Ottobock continues its unique history at the Paralympic Games by serving once again as the official technical service partner and providing athletes with free maintenance and repair services at Tokyo 2020.
Since the cauldron got lit on 24 August for the Opening Ceremony, Worldwide Paralympic Partner Ottobock has been at hand providing 24-hour technical service to ensure Para athletes can focus purely on their sport, and in turn, paving the way for good sportsmanship and fair competition.
Peter Franzel, Head of Global Events Exhibitions & Sports at Ottobock, said: “It's about giving athletes a stage to show their performance and compete. Everyone in the Paralympic Movement is doing their part, and it is only because of this teamwork and trusting cooperation that the Paralympic Games are such a great event that also gains more attention every time. Our commitment may run a little behind the scenes. The International Paralympic Committee also supports us in making Ottobock’s service to the Paralympics public.”
It is a service that Ottobock, the leading global supplier in prosthetics and rehabilitation, has provided since Seoul 1988, where four Australian Ottobock professionals attended to provide technical assistance. Over the years, this improvised workshop developed into a major feature, and Ottobock has been at all the Paralympic Games ever since.
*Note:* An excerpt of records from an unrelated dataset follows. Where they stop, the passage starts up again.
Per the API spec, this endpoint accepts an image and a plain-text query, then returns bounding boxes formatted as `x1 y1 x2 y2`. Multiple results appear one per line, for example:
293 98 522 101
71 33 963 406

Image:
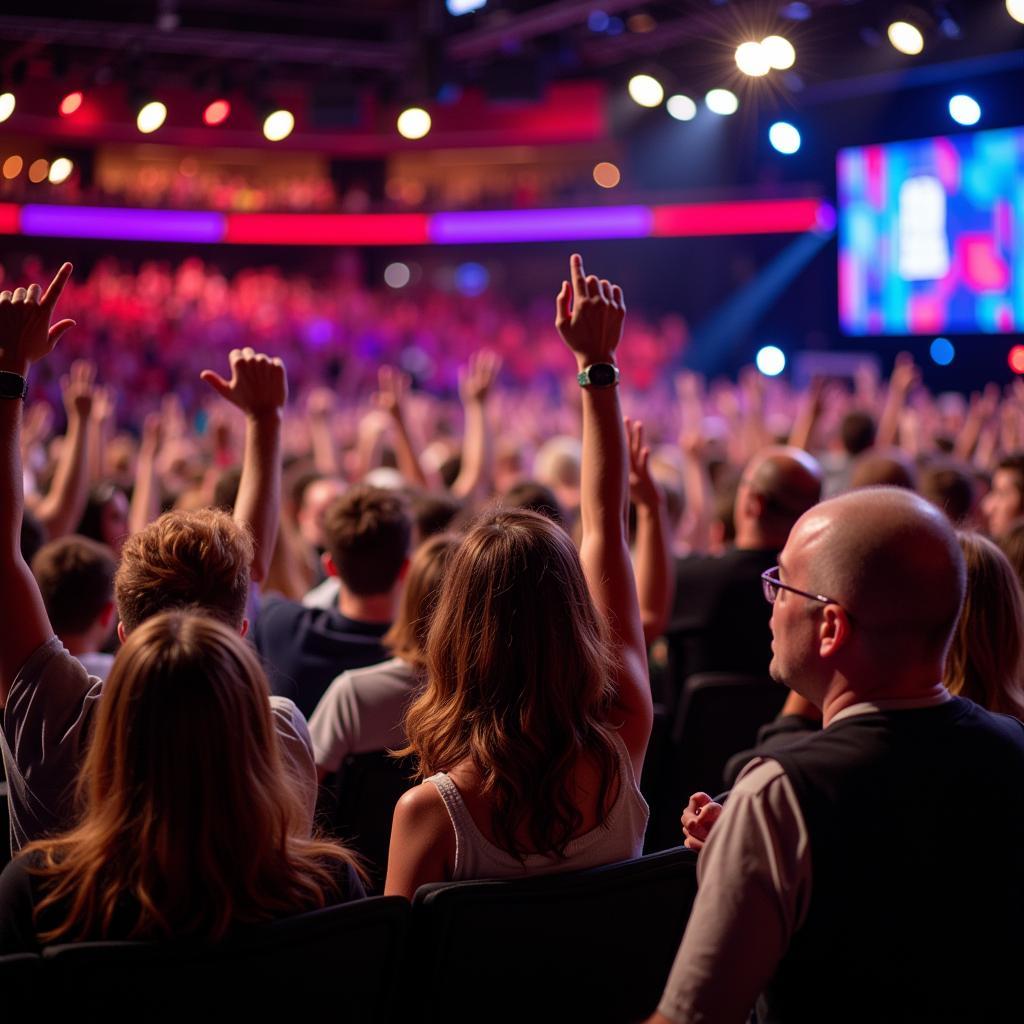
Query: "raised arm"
200 348 288 583
35 359 98 541
555 255 653 777
0 263 75 707
626 420 675 645
452 350 502 502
At the 2016 Paralympic Games in Rio, a 100-strong team made up of members from 29 countries provided technical services. The technicians put in over 10,400 hours of work, completing 2,408 repairs for a total of 1,667 athletes from 134 countries.
Tokyo 2020 will be the first time with a 3D printer in the Repair Service Centre, which will be used for small and individual printings, such as hand or finger orthoses or protectors. The Repair Centre will be located in the Athlete Village and at 12 competition venues, and services will also include:
• 106-member technical service team
• 22 languages spoken
• 18 metric tonnes of equipment and machinery
• 17,300 spare parts
• 2,000 expected repairs
“A classic (repair story) at the Paralympics is the rush to the workshop before the Opening and Closing Ceremonies,” Franzel explained. “Whenever an athlete in a wheelchair is selected as a flag bearer, he or she has come to our workshop. Somehow the flag has to be attached to the wheelchair. And so we regularly build flag devices.
“One year, a team that played a wheelchair sport appeared at the workshop. The regulations had changed, so that their wheelchairs minimally no longer met the standard. Without further ado, the wheelchairs of the entire team were disassembled and reassembled to comply with the regulations. The team was able to participate.
“For the athletes it is elementary to have a Repair Service Centre. They have trained for years for their competition. The equipment must also be in good condition. A broken prosthesis or a broken wheelchair could mean the end - this must be avoided.”